INVIERNO
Sos uno de los extremos … si de estaciones hablamos.
Tenés esa forma de aparecer tan tuya … que nos sorprende caminando y sin abrigo.
Te dirigís lentamente pero con firmeza hacia tu máximo pico, en la mitad de tu tiempo … como cada año.
Nos arrinconas en el calor de los leños y humeantes ollas de guiso visitan nuestras hornallas.
Sos promotor de la mesa familiar y nos haces desempolvar aquellos olvidados juegos de mesa, guardados desprolijamente ante tu última partida.
Obligas a cambio de abrigos y usos de gorros archivados.
Miras con soberbia al viejo mundo y le gritas: disfruten del sol … pronto estaré con ustedes !!!
Al tiempo nos acostumbramos y hasta estamos cómodos con más de un pullover, campera, gorro y bufanda, y el espejo nos cuenta que engordamos con lanas.
En nuestras cuchas no contamos las frazadas, sólo agregamos una más.

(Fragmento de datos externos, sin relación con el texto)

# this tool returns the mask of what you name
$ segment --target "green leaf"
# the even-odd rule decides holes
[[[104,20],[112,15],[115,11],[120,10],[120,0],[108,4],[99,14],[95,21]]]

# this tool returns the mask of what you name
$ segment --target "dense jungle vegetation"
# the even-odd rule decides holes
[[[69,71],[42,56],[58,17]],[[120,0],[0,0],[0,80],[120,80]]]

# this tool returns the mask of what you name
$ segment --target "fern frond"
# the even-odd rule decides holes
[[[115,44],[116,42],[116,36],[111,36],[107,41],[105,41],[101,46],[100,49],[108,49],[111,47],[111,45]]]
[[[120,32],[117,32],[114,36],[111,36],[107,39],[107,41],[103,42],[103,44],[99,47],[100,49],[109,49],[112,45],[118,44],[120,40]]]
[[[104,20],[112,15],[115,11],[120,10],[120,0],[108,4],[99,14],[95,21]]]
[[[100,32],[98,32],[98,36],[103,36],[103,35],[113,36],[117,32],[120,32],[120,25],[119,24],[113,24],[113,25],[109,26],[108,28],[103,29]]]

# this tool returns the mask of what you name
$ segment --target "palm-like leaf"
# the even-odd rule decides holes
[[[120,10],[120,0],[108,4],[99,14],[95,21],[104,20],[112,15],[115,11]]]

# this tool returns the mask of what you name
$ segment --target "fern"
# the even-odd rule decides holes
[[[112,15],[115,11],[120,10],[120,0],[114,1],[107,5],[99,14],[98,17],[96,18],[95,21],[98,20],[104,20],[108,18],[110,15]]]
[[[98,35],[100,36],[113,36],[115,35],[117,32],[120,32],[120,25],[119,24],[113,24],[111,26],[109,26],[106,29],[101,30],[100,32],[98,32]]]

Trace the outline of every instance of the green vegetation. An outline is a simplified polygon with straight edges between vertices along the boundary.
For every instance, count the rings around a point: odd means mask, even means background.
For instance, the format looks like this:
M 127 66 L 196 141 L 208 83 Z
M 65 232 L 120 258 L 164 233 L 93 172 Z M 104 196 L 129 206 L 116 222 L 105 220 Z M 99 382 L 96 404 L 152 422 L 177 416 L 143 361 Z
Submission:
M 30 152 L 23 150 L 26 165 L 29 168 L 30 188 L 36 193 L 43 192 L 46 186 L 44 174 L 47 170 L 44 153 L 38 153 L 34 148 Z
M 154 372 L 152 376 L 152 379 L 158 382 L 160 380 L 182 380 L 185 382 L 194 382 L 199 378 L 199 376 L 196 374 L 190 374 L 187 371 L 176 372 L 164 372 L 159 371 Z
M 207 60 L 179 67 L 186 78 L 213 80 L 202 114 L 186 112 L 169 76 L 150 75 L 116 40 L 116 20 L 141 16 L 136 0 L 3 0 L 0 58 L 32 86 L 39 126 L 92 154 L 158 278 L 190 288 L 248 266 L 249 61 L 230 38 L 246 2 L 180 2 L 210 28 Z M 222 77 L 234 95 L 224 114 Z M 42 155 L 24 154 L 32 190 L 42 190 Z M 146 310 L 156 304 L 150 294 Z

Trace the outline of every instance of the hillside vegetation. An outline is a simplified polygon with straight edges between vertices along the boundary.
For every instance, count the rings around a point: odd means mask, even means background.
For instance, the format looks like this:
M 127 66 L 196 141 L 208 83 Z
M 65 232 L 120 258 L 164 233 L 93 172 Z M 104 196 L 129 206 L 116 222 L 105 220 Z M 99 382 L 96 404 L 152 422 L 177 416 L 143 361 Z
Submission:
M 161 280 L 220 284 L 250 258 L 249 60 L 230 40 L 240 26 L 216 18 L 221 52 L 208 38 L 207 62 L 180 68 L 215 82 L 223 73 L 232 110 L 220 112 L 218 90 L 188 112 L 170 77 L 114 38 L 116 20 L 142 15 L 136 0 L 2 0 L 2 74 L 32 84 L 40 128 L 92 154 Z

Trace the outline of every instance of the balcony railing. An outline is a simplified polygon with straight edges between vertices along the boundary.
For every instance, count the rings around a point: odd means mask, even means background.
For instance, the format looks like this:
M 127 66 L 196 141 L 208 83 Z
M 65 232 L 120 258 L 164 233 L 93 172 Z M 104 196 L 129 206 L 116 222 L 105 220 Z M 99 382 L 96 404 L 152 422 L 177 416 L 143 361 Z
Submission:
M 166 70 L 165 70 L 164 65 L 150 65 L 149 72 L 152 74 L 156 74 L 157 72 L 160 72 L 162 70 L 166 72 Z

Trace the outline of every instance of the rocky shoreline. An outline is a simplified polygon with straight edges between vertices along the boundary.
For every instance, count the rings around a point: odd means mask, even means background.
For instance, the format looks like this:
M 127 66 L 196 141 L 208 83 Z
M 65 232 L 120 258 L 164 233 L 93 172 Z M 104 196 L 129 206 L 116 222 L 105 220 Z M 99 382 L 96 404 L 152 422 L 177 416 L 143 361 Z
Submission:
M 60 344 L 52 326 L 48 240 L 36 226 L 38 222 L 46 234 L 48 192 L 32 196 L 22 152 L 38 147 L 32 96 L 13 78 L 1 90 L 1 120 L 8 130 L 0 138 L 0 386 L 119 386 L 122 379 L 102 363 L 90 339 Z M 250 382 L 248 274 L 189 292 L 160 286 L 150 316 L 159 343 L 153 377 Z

Nos quitas parte del sol diario, achicas la luz de los días … te llevas a indigentes sin leños, sin ollas, ni gorros, ni frazadas, ni juegos de mesa, ni siquiera engordan con lanas. Nadie los cuida, triste, pero estás al acecho buscando a tu próxima inocente víctima.
Tu música triste, se luce en el violín de Vivaldi o en el “fueye” de Piazzolla.
Todo es una mezcla, hay quienes te aborrecen … hay quienes te adoran.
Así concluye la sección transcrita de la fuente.